That's quite involved.

Personally i came up with two options: A simpler one, i could post the code (just let me know), but it requires a map to track incomplete half edges. So probably bad for realtime.

Later i had to add full mesh editing functionality. And now i use just that instead the above. Here there is no need for a map, instead the incomplete mesh is traversed to make sure half edges find their proper pair. I'm not sure if that's faster but guess so. (But too much code to post. Also my entire work aims preprocessing not realtime.)

Actaully i do not remember about details. Personally i like half-edge because it is easier to get things done than with alternatives i had used before. But it is almost impossible to write code that is intuitive or easy to follow, and comments do not help much to imagine what goes on geometrically. Because of this it is hard to learn from code of others, reinventing the wheel might be faster and better here.

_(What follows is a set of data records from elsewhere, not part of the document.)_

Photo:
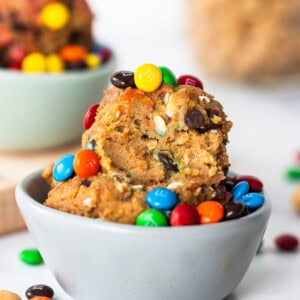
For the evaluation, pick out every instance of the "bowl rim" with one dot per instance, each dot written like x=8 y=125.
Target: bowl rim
x=21 y=193
x=39 y=76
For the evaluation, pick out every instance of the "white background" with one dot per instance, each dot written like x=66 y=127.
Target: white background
x=263 y=141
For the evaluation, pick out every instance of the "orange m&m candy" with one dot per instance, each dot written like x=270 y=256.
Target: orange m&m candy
x=86 y=163
x=210 y=212
x=71 y=53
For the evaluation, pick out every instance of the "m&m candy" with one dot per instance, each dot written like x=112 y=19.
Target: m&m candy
x=92 y=60
x=255 y=184
x=54 y=64
x=86 y=163
x=63 y=167
x=148 y=77
x=39 y=290
x=8 y=295
x=72 y=53
x=55 y=15
x=252 y=200
x=287 y=242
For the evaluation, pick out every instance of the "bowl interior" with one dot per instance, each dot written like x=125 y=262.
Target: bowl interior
x=185 y=262
x=46 y=110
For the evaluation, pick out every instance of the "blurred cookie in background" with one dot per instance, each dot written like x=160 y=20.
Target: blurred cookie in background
x=246 y=39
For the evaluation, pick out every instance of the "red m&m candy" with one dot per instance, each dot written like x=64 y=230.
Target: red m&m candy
x=210 y=212
x=184 y=214
x=287 y=242
x=86 y=163
x=254 y=183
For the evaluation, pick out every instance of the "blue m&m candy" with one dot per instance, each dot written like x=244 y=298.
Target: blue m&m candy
x=63 y=168
x=240 y=189
x=253 y=200
x=161 y=198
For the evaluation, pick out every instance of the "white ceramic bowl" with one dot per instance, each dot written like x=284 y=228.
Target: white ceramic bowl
x=45 y=110
x=91 y=259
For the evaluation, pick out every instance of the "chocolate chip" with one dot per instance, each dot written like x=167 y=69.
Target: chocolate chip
x=228 y=184
x=1 y=16
x=86 y=182
x=123 y=79
x=194 y=119
x=75 y=37
x=167 y=161
x=234 y=210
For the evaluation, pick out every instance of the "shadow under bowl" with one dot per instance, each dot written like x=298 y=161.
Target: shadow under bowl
x=92 y=259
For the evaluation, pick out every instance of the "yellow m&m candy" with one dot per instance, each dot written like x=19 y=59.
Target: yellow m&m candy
x=54 y=63
x=55 y=16
x=148 y=77
x=34 y=63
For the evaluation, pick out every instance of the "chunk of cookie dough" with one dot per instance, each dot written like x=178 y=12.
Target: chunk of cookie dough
x=174 y=137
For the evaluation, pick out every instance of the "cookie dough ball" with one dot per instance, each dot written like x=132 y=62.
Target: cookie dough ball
x=174 y=137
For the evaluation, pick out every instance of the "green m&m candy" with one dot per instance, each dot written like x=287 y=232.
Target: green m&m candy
x=293 y=173
x=151 y=218
x=31 y=256
x=168 y=76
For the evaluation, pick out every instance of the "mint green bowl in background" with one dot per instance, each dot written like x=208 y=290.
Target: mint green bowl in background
x=46 y=110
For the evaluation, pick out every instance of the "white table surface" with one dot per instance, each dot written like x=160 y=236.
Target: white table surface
x=263 y=141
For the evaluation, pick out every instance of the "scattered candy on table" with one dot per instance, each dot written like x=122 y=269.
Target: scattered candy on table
x=190 y=80
x=31 y=256
x=295 y=199
x=86 y=163
x=34 y=63
x=89 y=116
x=70 y=58
x=123 y=79
x=184 y=214
x=287 y=242
x=55 y=16
x=39 y=290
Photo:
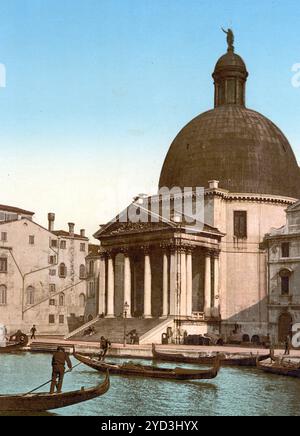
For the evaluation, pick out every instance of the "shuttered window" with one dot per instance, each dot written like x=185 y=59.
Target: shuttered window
x=240 y=224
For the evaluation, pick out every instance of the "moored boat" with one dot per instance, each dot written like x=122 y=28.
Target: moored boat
x=16 y=343
x=280 y=367
x=131 y=369
x=248 y=360
x=45 y=401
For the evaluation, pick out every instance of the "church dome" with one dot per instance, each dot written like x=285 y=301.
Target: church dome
x=237 y=146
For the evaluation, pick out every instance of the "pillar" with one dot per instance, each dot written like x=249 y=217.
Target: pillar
x=189 y=284
x=165 y=285
x=147 y=287
x=217 y=282
x=207 y=286
x=127 y=283
x=173 y=282
x=102 y=286
x=110 y=287
x=183 y=283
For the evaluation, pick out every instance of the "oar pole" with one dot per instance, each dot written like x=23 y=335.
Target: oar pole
x=49 y=381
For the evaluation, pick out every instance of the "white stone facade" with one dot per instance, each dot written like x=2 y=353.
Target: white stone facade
x=42 y=277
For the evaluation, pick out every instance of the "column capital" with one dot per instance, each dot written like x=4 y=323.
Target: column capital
x=146 y=249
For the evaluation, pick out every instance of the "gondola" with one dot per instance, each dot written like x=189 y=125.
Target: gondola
x=15 y=344
x=131 y=369
x=248 y=360
x=44 y=401
x=280 y=367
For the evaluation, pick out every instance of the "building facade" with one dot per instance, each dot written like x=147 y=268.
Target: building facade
x=42 y=274
x=214 y=279
x=283 y=246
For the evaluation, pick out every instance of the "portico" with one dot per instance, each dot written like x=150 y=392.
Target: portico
x=174 y=274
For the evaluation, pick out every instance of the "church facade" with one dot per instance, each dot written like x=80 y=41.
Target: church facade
x=214 y=279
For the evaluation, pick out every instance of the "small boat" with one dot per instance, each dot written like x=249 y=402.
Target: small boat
x=131 y=369
x=45 y=401
x=248 y=360
x=280 y=367
x=15 y=343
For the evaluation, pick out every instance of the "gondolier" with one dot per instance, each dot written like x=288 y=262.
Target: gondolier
x=33 y=332
x=104 y=346
x=59 y=360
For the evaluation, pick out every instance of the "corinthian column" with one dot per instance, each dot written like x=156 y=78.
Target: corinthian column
x=207 y=285
x=182 y=309
x=111 y=288
x=147 y=286
x=127 y=283
x=165 y=285
x=102 y=282
x=189 y=284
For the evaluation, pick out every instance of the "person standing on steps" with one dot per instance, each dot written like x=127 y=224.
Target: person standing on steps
x=33 y=332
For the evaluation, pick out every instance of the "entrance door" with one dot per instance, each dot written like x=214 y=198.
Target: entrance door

However, this guys blog was helpful for me: http://kaba.hilvi.org/homepage/blog/halfedge/halfedge.htm

 

 

What are the collision data used for? If it's only for graphical reasons there are other structures such as sdfs you can use and you won't need to send data back to cpu after processing. Otherwise why can't the collision data be baked and just loaded in at runtime, is it softbody?

15 hours ago, JoeJ said:

That's quite involved.

Personally i came up with two options: A simpler one, i could post the code (just let me know), but it requires a map to track incomplete half edges. So probably bad for realtime.

Later i had to add full mesh editing functionality. And now i use just that instead the above. Here there is no need for a map, instead the incomplete mesh is traversed to make sure half edges find their proper pair. I'm not sure if that's faster but guess so. (But too much code to post. Also my entire work aims preprocessing not realtime.)

Actaully i do not remember about details. Personally i like half-edge because it is easier to get things done than with alternatives i had used before. But it is almost impossible to write code that is intuitive or easy to follow, and comments do not help much to imagine what goes on geometrically. Because of this it is hard to learn from code of others, reinventing the wheel might be faster and better here.

However, this guys blog was helpful for me: http://kaba.hilvi.org/homepage/blog/halfedge/halfedge.htm

 

 

Thanks for the reply and for the link, it looks like it touches on some new things that I hadn't seen before. 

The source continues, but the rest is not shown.